“Dialah yang menciptakan segala yang ada di bumi untuk kalian.“ (QS. Al-Baqarah: 29)
Allah menciptakan segala sesuatu di bumi untuk kita. Itu menunjukkan bahwa hukum asal segala sesuatu yang ada di bumi, entah itu pepohonan, air, buah-buahan, hewan dan semacamnya adalah halal bagi kita.
Syekh Muhammad bin Saleh Al-‘Utsaimin berkata:
وهذه قاعدة عظيمة؛ وبناءً على هذا لو أن إنساناً أكل شيئاً من الأشجار، فقال له بعض الناس: “هذا حرام”؛ فالمحرِّم يطالَب بالدليل
“Itu adalah kaidah yang agung. Karena itu, kalau seseorang memakan suatu tumbuhan lalu ada sebagian orang berkata kepadanya bahwa itu adalah haram, maka yang mengharamkan dituntut membawakan dalil.“ (Tafsir Al-Fatihah wa Al-Baqarah)
Ya, harus membawakan dalil. Sebab, hukum asalnya segala sesuatu yang ada di bumi adalah halal.
Ya, halal dan boleh dimakan sampai datang keterangan dari Allah dan rasul-Nya bahwa itu adalah haram dan tidak boleh dimakan.

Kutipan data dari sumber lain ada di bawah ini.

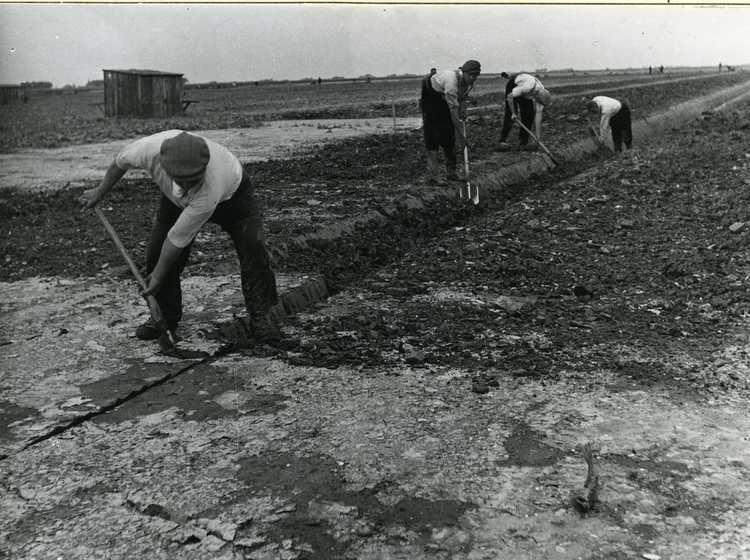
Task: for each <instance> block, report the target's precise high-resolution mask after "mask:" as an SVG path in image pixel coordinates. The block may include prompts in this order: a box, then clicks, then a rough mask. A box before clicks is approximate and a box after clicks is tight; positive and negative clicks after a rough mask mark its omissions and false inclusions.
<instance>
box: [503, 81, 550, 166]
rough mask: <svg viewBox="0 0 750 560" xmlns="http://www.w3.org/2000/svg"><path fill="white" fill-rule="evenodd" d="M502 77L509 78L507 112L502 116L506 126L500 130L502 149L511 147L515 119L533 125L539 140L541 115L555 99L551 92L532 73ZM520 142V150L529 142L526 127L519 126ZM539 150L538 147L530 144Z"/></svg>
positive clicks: (506, 87)
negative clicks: (512, 135)
mask: <svg viewBox="0 0 750 560" xmlns="http://www.w3.org/2000/svg"><path fill="white" fill-rule="evenodd" d="M501 76H503V77H505V78H507V79H508V82H507V83H506V85H505V103H504V105H505V113H504V115H503V128H502V130H501V131H500V144H499V146H498V149H499V150H500V151H508V150H510V145H509V144H508V143H507V142H506V140H507V138H508V135H509V134H510V130H511V128H512V127H513V122H514V121H516V120H517V119H518V117H519V113H520V118H521V123H522V124H523V125H524V126H525V127H526V128H528V129H529V130H531V128H532V124H533V126H534V134H535V135H536V137H537V139H538V140H541V136H542V116H543V112H544V108H545V107H546V106H548V105H549V104H550V102H551V101H552V95H550V93H549V91H547V89H545V87H544V85H542V82H540V81H539V80H538V79H537V78H535V77H534V76H532V75H531V74H526V73H523V72H522V73H520V74H510V75H508V74H506V73H505V72H503V73H502V74H501ZM518 129H519V130H518V143H519V145H520V146H521V149H526V147H527V146H528V145H529V134H528V132H526V131H525V130H524V129H523V128H521V127H518ZM531 149H536V146H535V145H534V146H531Z"/></svg>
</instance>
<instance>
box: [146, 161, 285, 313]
mask: <svg viewBox="0 0 750 560" xmlns="http://www.w3.org/2000/svg"><path fill="white" fill-rule="evenodd" d="M181 212H182V208H180V207H179V206H175V204H173V203H172V201H170V200H169V199H168V198H167V197H165V196H164V195H162V197H161V200H160V201H159V210H158V212H157V214H156V220H155V222H154V226H153V228H152V230H151V238H150V240H149V244H148V247H147V249H146V272H147V273H150V272H151V271H152V270H153V269H154V267H155V266H156V263H157V262H158V260H159V255H160V254H161V248H162V245H163V244H164V240H165V239H166V238H167V232H169V230H170V229H171V228H172V226H173V225H174V223H175V222H176V221H177V218H179V216H180V213H181ZM209 221H210V222H213V223H215V224H218V225H219V226H220V227H221V228H222V229H223V230H224V231H225V232H227V233H228V234H229V236H230V238H231V239H232V242H233V244H234V248H235V251H237V257H238V258H239V261H240V278H241V283H242V295H243V296H244V299H245V307H246V308H247V313H248V316H249V318H250V320H251V321H252V320H253V318H254V317H257V316H260V315H264V314H266V313H268V310H269V309H270V308H271V307H272V306H274V305H276V303H277V302H278V294H277V291H276V276H275V275H274V272H273V270H272V269H271V263H270V260H269V258H268V252H267V251H266V247H265V244H264V243H263V232H262V225H261V224H262V222H261V219H260V215H259V213H258V209H257V205H256V203H255V197H254V195H253V187H252V183H251V181H250V177H249V176H248V175H247V173H246V172H244V171H243V173H242V181H241V182H240V185H239V187H238V188H237V191H236V192H235V193H234V195H232V197H231V198H230V199H229V200H225V201H224V202H221V203H219V205H218V206H217V207H216V210H214V213H213V215H212V216H211V218H210V219H209ZM192 245H193V244H192V242H191V243H190V244H189V245H188V246H187V247H185V249H183V251H182V254H181V255H180V257H179V259H178V261H177V263H176V265H175V266H174V268H173V269H172V270H171V271H169V274H168V275H167V277H166V279H165V281H164V285H163V286H162V287H161V289H160V290H159V292H158V293H157V294H155V297H156V300H157V301H158V302H159V306H160V307H161V311H162V314H163V315H164V320H165V321H166V323H167V325H168V326H169V327H170V328H174V327H176V326H177V323H179V322H180V319H182V287H181V286H180V275H181V274H182V271H183V270H184V268H185V265H186V264H187V261H188V257H189V255H190V249H191V247H192Z"/></svg>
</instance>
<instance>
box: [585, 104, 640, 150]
mask: <svg viewBox="0 0 750 560" xmlns="http://www.w3.org/2000/svg"><path fill="white" fill-rule="evenodd" d="M586 106H587V108H588V110H589V112H591V113H598V114H600V115H601V119H600V121H599V135H598V137H597V139H598V140H599V142H601V143H602V144H603V143H604V135H605V134H606V132H607V129H608V128H609V129H611V131H612V146H613V148H614V150H615V152H621V151H622V144H623V142H624V143H625V147H626V148H627V149H630V147H631V146H632V144H633V130H632V122H631V121H632V118H631V115H630V103H628V100H627V99H623V100H622V101H618V100H617V99H613V98H612V97H606V96H604V95H597V96H596V97H594V98H592V99H591V100H590V101H589V102H588V103H587V104H586Z"/></svg>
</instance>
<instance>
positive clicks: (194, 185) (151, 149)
mask: <svg viewBox="0 0 750 560" xmlns="http://www.w3.org/2000/svg"><path fill="white" fill-rule="evenodd" d="M129 169H142V170H144V171H146V172H148V173H149V174H150V176H151V178H152V179H153V180H154V182H155V183H156V184H157V186H158V187H159V190H160V191H161V199H160V202H159V208H158V211H157V214H156V220H155V222H154V226H153V229H152V230H151V238H150V241H149V244H148V248H147V250H146V273H147V275H148V276H147V279H146V283H147V287H146V289H145V290H144V291H143V295H144V296H150V295H153V296H155V297H156V300H157V302H158V305H159V307H160V309H161V312H162V315H163V318H164V323H165V324H166V328H167V329H169V331H170V333H171V334H172V335H174V332H175V331H176V329H177V325H178V324H179V322H180V319H181V318H182V290H181V288H180V274H181V273H182V271H183V269H184V268H185V265H186V263H187V260H188V255H189V253H190V247H191V246H192V243H193V240H194V239H195V236H196V235H197V234H198V231H200V229H201V228H202V227H203V225H204V224H205V223H206V222H209V221H210V222H213V223H216V224H218V225H219V226H221V228H222V229H223V230H224V231H226V232H227V233H228V234H229V236H230V237H231V239H232V242H233V243H234V247H235V250H236V251H237V256H238V257H239V261H240V275H241V282H242V293H243V296H244V299H245V307H246V308H247V313H248V317H249V330H250V333H249V335H250V336H251V337H252V338H253V339H254V340H255V342H256V343H269V344H273V343H275V342H277V341H278V340H280V338H281V337H280V332H279V329H278V327H277V326H276V325H275V324H274V323H273V321H272V320H271V318H270V317H269V315H268V311H269V309H270V308H271V307H272V306H273V305H275V304H276V302H277V301H278V295H277V290H276V277H275V275H274V273H273V270H271V266H270V263H269V259H268V254H267V252H266V248H265V245H264V243H263V238H262V225H261V224H262V222H261V219H260V216H259V214H258V209H257V207H256V203H255V200H254V197H253V187H252V185H251V182H250V177H249V176H248V175H247V173H246V172H245V171H244V169H243V168H242V165H241V164H240V162H239V160H238V159H237V158H236V157H235V156H234V154H232V153H231V152H230V151H229V150H227V149H226V148H225V147H224V146H221V145H220V144H217V143H216V142H213V141H211V140H208V139H206V138H203V137H201V136H198V135H196V134H189V133H187V132H182V131H180V130H168V131H165V132H160V133H157V134H153V135H151V136H147V137H145V138H141V139H140V140H136V141H135V142H132V143H131V144H129V145H128V146H126V147H125V148H123V149H122V150H121V151H120V153H118V154H117V156H116V157H115V159H114V161H113V162H112V164H111V165H110V166H109V168H108V169H107V172H106V173H105V175H104V178H103V179H102V181H101V183H100V184H99V186H98V187H96V188H93V189H89V190H87V191H84V192H83V194H82V195H81V196H80V198H79V202H80V204H81V206H82V207H83V208H84V209H90V208H94V207H95V206H96V205H97V204H98V203H99V202H100V201H101V200H102V199H103V198H104V197H105V196H106V194H107V193H108V192H109V191H111V190H112V189H113V188H114V186H115V185H116V184H117V183H118V182H119V180H120V179H121V178H122V177H123V175H125V173H126V172H127V170H129ZM162 334H163V333H162V332H161V329H160V326H159V325H158V324H157V323H156V322H155V321H154V320H153V319H149V320H148V321H147V322H146V323H144V324H143V325H141V326H139V327H138V328H137V329H136V336H137V337H138V338H140V339H142V340H155V339H158V338H159V337H160V335H162Z"/></svg>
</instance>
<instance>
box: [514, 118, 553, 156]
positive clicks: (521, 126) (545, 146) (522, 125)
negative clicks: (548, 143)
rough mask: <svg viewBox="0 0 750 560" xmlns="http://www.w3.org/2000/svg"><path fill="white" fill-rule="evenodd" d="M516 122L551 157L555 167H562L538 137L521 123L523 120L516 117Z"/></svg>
mask: <svg viewBox="0 0 750 560" xmlns="http://www.w3.org/2000/svg"><path fill="white" fill-rule="evenodd" d="M516 122H517V123H518V126H520V127H521V128H522V129H523V130H525V131H526V132H527V133H528V135H529V136H531V139H532V140H534V142H536V143H537V144H539V147H540V148H541V149H542V150H543V151H544V153H545V154H547V155H548V156H549V158H550V159H551V160H552V163H554V164H555V165H560V162H559V161H557V160H556V159H555V156H553V155H552V153H551V152H550V151H549V150H548V149H547V146H545V145H544V144H542V143H541V141H540V140H539V139H538V138H537V137H536V136H534V133H533V132H531V131H530V130H529V129H528V128H526V125H524V124H523V123H522V122H521V119H519V118H518V117H516Z"/></svg>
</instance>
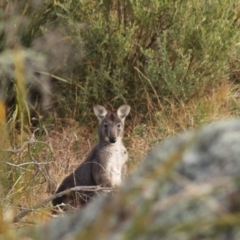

Imam Asy-Syaukani berkata:
الأصل في كل شيء الحل، ولا يحرم إلا ما حرمه الله ورسوله
“Asal segala sesuatu itu halal dan tidak haram kecuali apa yang diharamkan oleh Allah dan rasul-Nya.” (Ad-Durar Al-Bahiyyah Fii Al-Masail Al-Fiqhiyyah)
Lantas, apa saja makanan yang diharamkan oleh Allah dan rasul-Nya?
Makanan yang Diharamkan dalam Al-Quran
Allah berfirman:
حُرِّمَتْ عَلَيْكُمُ الْمَيْتَةُ وَالدَّمُ وَلَحْمُ الْخِنْزِيرِ وَمَا أُهِلَّ لِغَيْرِ اللَّهِ بِهِ وَالْمُنْخَنِقَةُ وَالْمَوْقُوذَةُ وَالْمُتَرَدِّيَةُ وَالنَّطِيحَةُ وَمَا أَكَلَ السَّبُعُ إِلا مَا ذَكَّيْتُمْ وَمَا ذُبِحَ عَلَى النُّصُبِ
“Diharamkan bagimu (memakan) bangkai, darah, daging babi, (daging hewan) yang disembelih atas nama selain Allah, yang tercekik, yang dipukul, yang jatuh, yang ditanduk, dan yang diterkam binatang buas, kecuali yang sempat kamu sembelih, dan (diharamkan pula) yang disembelih untuk berhala.” (QS. Al-Maidah: 3)
Ayat ini menunjukkan bahwa yang diharamkan untuk dimakan adalah:
1) Bangkai yakni hewan yang mati tanpa penyembelihan yang sesuai dengan aturan syariat.
2) Darah yang mengalir. Sebagaimana itu disebutkan dengan jelas dalam surat Al-An’aam ayat 145.
3) Daging babi dan segala yang ada pada babi.
Al-‘Allamah Shiddiq Hasan Khan berkata:
وكل شيء من الخنزير حرام، وتخصيص اللحم بالذكر؛ لأنه يقصد في العادة
“Segala sesuatu yang ada pada babi adalah haram. Disebutkannya daging secara khusus karena itulah yang biasanya dicari.” (Ar-Raudhah An-Naddiyyah Syarh Ad-Durar Al-Bahiyyah)
4) Hewan yang disembelih atas nama selain Allah.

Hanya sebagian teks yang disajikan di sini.